Correlation Between Kite Realty and Stagwell
Can any of the company-specific risk be diversified away by investing in both Kite Realty and Stagwell at the same time? Although using a correlation coefficient on its own may not help to predict future stock returns, this module helps to understand the diversifiable risk of combining Kite Realty and Stagwell into the same portfolio, which is an essential part of the fundamental portfolio management process.
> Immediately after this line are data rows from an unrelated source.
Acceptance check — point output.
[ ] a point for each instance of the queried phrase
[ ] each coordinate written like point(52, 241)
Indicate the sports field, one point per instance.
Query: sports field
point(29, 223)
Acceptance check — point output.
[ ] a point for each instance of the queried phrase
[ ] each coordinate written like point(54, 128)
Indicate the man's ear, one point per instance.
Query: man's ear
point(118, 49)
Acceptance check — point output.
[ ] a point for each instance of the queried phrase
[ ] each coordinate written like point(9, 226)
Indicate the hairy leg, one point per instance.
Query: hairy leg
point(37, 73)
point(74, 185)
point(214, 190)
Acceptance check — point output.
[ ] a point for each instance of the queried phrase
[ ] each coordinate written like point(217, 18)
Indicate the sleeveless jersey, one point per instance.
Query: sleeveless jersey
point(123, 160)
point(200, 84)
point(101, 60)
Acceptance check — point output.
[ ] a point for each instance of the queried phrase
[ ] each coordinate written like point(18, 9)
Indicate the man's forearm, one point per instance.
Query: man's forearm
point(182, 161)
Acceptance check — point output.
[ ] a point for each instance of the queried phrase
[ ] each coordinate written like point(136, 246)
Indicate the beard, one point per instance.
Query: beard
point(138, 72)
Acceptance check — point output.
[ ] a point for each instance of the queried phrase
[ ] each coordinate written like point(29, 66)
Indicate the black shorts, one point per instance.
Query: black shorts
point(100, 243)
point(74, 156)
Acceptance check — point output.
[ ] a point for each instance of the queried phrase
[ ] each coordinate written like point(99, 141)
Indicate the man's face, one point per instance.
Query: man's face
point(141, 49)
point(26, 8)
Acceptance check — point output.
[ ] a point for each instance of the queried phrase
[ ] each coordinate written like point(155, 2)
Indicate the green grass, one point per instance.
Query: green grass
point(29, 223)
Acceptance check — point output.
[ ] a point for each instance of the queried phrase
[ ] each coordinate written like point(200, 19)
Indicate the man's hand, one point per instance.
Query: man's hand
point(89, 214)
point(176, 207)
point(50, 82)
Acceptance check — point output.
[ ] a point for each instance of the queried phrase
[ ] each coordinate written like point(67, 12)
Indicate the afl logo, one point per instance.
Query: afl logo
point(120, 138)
By analyzing existing cross correlation between Kite Realty Group and Stagwell, you can compare the effects of market volatilities on Kite Realty and Stagwell and check how they will diversify away market risk if combined in the same portfolio for a given time horizon. You can also utilize pair trading strategies of matching a long position in Kite Realty with a short position of Stagwell. Check out your portfolio center. Please also check ongoing floating volatility patterns of Kite Realty and Stagwell.
Diversification Opportunities for Kite Realty and Stagwell
0.74 | Correlation Coefficient |
Poor diversification
The 3 months correlation between Kite and Stagwell is 0.74. Overlapping area represents the amount of risk that can be diversified away by holding Kite Realty Group and Stagwell in the same portfolio, assuming nothing else is changed. The correlation between historical prices or returns on Stagwell and Kite Realty is a relative statistical measure of the degree to which these equity instruments tend to move together. The correlation coefficient measures the extent to which returns on Kite Realty Group are associated (or correlated) with Stagwell. Values of the correlation coefficient range from -1 to +1, where. The correlation of zero (0) is possible when the price movement of Stagwell has no effect on the direction of Kite Realty i.e., Kite Realty and Stagwell go up and down completely randomly.
Pair Corralation between Kite Realty and Stagwell
Considering the 90-day investment horizon Kite Realty is expected to generate 2.92 times less return on investment than Stagwell. But when comparing it to its historical volatility, Kite Realty Group is 2.51 times less risky than Stagwell. It trades about 0.32 of its potential returns per unit of risk. Stagwell is currently generating about 0.38 of returns per unit of risk over similar time horizon. If you would invest 650.00 in Stagwell on September 2, 2024 and sell it today you would earn a total of 136.00 from holding Stagwell or generate 20.92% return on investment over 90 days.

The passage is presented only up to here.